3. The IPFS Upload Endpoint

api.pinata.cloud
javascript
// The secure upload endpoint (from server.js)
const upload = multer({ 
  storage: multer.memoryStorage(),
  limits: { fileSize: 5 * 1024 * 1024 } // 5MB limit
});
 
app.post('/api/upload-image', isAuthenticated, upload.single('image'), async (req, res) => {
  try {
    if (!req.file) {
      return res.status(400).json({ error: 'No file provided' });
    }
 
    // Build multipart form for Pinata
    const FormData = require('form-data');
    const axios = require('axios');
    const formData = new FormData();
    
    formData.append('file', req.file.buffer, {
      filename: req.file.originalname,
      contentType: req.file.mimetype
    });
 
    formData.append('pinataMetadata', JSON.stringify({
      name: `chainalect-voter-${req.session.userId}-${Date.now()}`
    }));
 
    // API key lives here — server process only, never sent to browser
    const response = await axios.post(
      'https://api.pinata.cloud/pinning/pinFileToIPFS',
      formData,
      {
        headers: {
          ...formData.getHeaders(),
          Authorization: `Bearer ${process.env.PINATA_JWT}` // ← server .env only
        },
        maxBodyLength: Infinity
      }
    );
 
    // Return ONLY the CID — no secrets
    res.json({ 
      success: true,
      cid: response.data.IpfsHash,
      url: `https://gateway.pinata.cloud/ipfs/${response.data.IpfsHash}`
    });
 
  } catch (error) {
    console.error('Upload error:', error.response?.data || error.message);
    res.status(500).json({ error: 'Upload failed' });
  }
});

4. The Frontend Side: Calling the Proxy

The React frontend calls the backend endpoint — completely unaware of Pinata:

index.js
javascript
// context/src/pages/Register.jsx (simplified)
const uploadProfileImage = async (file) => {
  const formData = new FormData();
  formData.append('image', file);
 
  const response = await fetch(`${API_URL}/api/upload-image`, {
    method: 'POST',
    credentials: 'include', // send session cookie
    body: formData
    // Notice: NO Authorization header needed in the frontend
  });
 
  const data = await response.json();
  return data.cid; // just the CID
};

The frontend now knows nothing about Pinata, its API key, or any other infrastructure detail. It gets a CID and stores that CID reference in the contract.


// Reality Check

The Express backend introduced here is intentionally minimal — it's an auth and proxy layer, not a data store. All persistent data (voter registrations, vote results) remains on-chain. The backend's database (Supabase) only stores the user's email, session data, and profile metadata — information that requires traditional auth and is not suitable for on-chain storage.

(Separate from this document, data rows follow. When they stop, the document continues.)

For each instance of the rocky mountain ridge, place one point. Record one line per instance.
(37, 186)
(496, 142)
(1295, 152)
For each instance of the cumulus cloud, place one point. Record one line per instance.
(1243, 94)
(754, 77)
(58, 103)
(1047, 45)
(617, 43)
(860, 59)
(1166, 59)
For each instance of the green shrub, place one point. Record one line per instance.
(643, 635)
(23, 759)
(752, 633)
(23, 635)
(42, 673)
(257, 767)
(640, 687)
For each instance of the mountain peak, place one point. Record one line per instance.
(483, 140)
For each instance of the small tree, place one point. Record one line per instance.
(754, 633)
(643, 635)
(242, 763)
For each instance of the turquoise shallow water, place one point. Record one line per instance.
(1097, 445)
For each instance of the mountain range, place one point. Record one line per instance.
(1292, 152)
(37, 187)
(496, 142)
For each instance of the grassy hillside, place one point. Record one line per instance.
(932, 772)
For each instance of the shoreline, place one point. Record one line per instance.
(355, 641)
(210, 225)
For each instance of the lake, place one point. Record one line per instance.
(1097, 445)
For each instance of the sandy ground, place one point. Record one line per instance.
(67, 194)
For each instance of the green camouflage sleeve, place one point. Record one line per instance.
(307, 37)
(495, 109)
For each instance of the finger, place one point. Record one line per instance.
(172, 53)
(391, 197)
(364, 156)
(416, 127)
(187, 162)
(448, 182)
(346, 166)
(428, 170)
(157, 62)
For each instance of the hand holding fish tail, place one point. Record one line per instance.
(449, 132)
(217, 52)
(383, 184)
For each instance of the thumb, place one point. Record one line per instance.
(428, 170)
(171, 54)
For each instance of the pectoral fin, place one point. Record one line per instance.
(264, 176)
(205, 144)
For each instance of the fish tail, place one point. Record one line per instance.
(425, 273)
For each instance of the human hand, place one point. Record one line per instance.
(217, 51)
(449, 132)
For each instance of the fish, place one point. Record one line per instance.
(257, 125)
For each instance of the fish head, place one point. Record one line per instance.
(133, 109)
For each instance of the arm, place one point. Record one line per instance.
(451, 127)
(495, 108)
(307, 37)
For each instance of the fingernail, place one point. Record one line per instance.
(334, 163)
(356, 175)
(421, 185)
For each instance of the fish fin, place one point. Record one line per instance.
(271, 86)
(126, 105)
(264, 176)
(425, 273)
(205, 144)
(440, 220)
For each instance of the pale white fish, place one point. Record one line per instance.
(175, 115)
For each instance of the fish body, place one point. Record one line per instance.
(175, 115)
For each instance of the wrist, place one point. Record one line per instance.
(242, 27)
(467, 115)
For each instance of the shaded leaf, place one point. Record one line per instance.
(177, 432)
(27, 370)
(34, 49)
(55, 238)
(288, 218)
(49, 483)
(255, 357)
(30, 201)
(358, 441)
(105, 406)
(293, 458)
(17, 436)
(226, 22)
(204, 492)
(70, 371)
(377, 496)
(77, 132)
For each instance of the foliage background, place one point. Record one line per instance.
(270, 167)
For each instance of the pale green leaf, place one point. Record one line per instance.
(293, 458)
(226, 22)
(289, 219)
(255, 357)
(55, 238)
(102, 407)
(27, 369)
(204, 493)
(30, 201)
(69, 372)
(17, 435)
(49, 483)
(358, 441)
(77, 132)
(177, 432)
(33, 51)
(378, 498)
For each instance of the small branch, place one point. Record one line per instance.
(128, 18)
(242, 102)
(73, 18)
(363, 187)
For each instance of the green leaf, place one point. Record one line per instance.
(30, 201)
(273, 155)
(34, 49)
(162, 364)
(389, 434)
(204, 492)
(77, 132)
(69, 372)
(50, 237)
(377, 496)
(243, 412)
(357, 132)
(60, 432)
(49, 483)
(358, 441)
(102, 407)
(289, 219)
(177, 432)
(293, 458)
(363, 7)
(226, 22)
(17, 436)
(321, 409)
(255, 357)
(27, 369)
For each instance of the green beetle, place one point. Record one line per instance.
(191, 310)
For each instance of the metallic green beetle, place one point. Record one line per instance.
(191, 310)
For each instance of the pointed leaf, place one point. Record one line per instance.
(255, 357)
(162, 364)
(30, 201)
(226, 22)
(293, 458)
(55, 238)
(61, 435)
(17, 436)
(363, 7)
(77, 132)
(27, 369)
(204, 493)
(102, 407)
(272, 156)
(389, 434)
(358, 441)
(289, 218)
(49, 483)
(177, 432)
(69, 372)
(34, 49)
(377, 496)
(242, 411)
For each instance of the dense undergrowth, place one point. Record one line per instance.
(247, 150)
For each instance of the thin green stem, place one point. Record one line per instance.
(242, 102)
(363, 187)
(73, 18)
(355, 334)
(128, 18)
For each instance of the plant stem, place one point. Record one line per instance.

— Production Engineering Principle

System Design Challenge
Think Active

Study context/ChainElectBackend/server.js. Find the isAuthenticated middleware. Trace what happens if a request arrives without a valid session: what HTTP status code is returned? Now consider: what would happen if an attacker tried to upload 10,000 files per minute by calling /api/upload-image directly? What's missing from the current backend that would prevent this?